Pew To Bring National Data, Expertise To Jax Pension Discussions

Sep 13, 2013

Pew Charitable Trusts Sr. Researcher David Draine
Credit Pew Charitable Trusts

At a meeting next Monday morning, the Jacksonville Retirement Reform Task Force will welcome the analysis of researchers from the Pew Charitable Trusts of the state of the city’s pension system.

In July, the Jacksonville City Council rejected a pension reform plan proposed by Mayor Alvin Brown.

This week the Jacksonville Civic Council introduced a proposal for the city to borrow up to $1 billion to meet their pension obligations.

David Draine, senior researcher with Pew, will be at the task force meeting Monday. Draine said Pew has been researching public pension funds for about the last six years. 

“When these are managed well, in a sustainable way, that bill gets paid when the promise gets made,” he said. “What we’ve seen in a number of cities and state is either contributions aren’t made to these plans, the plans take on risks that they can’t handle, or they raise benefits without paying for them.”
 
“That’s where you see these major funding gaps, you see cities and states rack up substantial pension debt.”
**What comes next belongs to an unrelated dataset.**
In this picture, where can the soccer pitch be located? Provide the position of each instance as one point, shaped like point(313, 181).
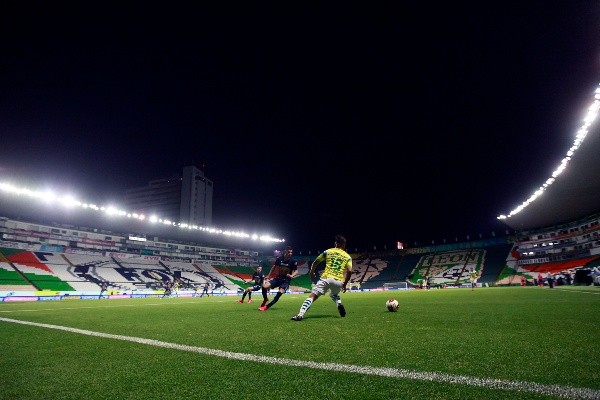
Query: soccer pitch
point(492, 343)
Draine said that as part of their research Pew has been monitoring cities and states who have started pension reform discussions, and that Pew contacted Jacksonville officials as a part of that monitoring. Part of what the organization will do is compare pension data from Jacksonville with numbers from other cities across the country.

“There’s no one size fits all solution,” Draine said. “Any good plan is going to meet the needs and match the goals of local leaders and local stakeholders.”

When asked about the Jacksonville Civic Council’s proposal, Draine said it would be “premature” to give preference to any one solution before discussing the issues with local leaders.

“Before we get to the point of identifying any solutions, an important piece of this is listening to stakeholders and having an open and inclusive process,” he said.

Monday’s meetings will continue that process, and Draine hopes part of the conversation will be identifying what the city wants to accomplish.

“Having a sense of what are our goals for retirement security and what can we afford to put into these retirement systems,” he said of the upcoming discussion. The meeting is scheduled to being at 9 a.m.